M.-T. Bof. Mon amoureux a beau me complimenter chaque jour depuis 25 ans… je continue de me trouver ordinaire. Je sais, je ne suis pas Quasimodo. Mais je ne suis pas quasi-Bardot non plus ! Je suis très sensible à la grande beauté. Je tripe sur les actrices faites comme des lianes, moi qui suis une ancienne boulotte. C’est tout un combat de ne pas déprimer à cause de mon nez, ma poitrine, mon p’tit ballon de foot à la ceinture. On a beau discourir sur la beauté intérieure, peu de femmes échappent aux inquiétudes quant à leur apparence. Surtout pas les comédiennes. On s’observe beaucoup entre nous. Quand on se retrouve dans les galas, on ne parle que du fait qu’une telle s’est fait remonter, qu’une autre a donc engraissé… C’est triste.

J. Que veux-tu, la beauté est un atout indéniable. Quand la comédienne Évelyne Brochu entre dans une pièce, on ne voit qu’elle. C’est une bombe ! Même chose pour Charlotte Le Bon. On est hypnotisé, la bouche ouverte.

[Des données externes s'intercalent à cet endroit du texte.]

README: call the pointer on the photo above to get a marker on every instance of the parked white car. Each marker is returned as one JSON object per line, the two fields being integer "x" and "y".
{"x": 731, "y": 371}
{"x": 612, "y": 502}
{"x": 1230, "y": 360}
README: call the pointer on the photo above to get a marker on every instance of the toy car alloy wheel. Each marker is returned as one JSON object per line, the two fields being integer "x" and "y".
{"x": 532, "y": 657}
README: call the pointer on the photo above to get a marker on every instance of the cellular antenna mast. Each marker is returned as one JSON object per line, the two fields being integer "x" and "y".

M.-T. D’un autre côté, ça devient lourd quand tout le monde est pâmé. Je connais des actrices qui sont objectivement splendides et qui disent : « Eille ! je ne suis pas juste belle ! Peut-on parler de mon jeu aussi, de mon talent, de ce que j’apporte au personnage ? » Quand ta vie intérieure n’est jamais prise en considération, c’est terrible. Sans compter que, en vieillissant, elles se font lancer : « Ouen, elle n’est plus ce qu’elle était, hein ? »

Jouer un rôle qui vous désavantagerait sur le plan physique, ça vous poserait problème ? 

S.-J. et J. Au contraire, on adore ça !

J. Il faut quand même être en paix avec son image pour accepter de se voir dans des suits peu seyants… Pour le look de mon personnage de policière haut gradée dans la série 19-2, j’avais demandé à Podz, le réalisateur, de casser toute référence à Fanny dans Minuit, le soir. J’ai été servie ! Je porte des costumes gris et j’endure un gros toupet pendant cinq mois… Mais ce qui me frappe, c’est à quel point les traits se transforment quand on incarne un tempérament ombrageux. Jusqu’à en devenir laide. Comme quoi beauté et laideur dépendent fondamentalement de ce qu’on porte en soi, peu importe la plastique.

M.-T. Ce qui constitue une forme de joyeuse revanche pour ceux dont la tronche est ordinaire… de savoir que l’appétit de vivre, le charme, l’humour, la bonté illuminent vraiment le visage.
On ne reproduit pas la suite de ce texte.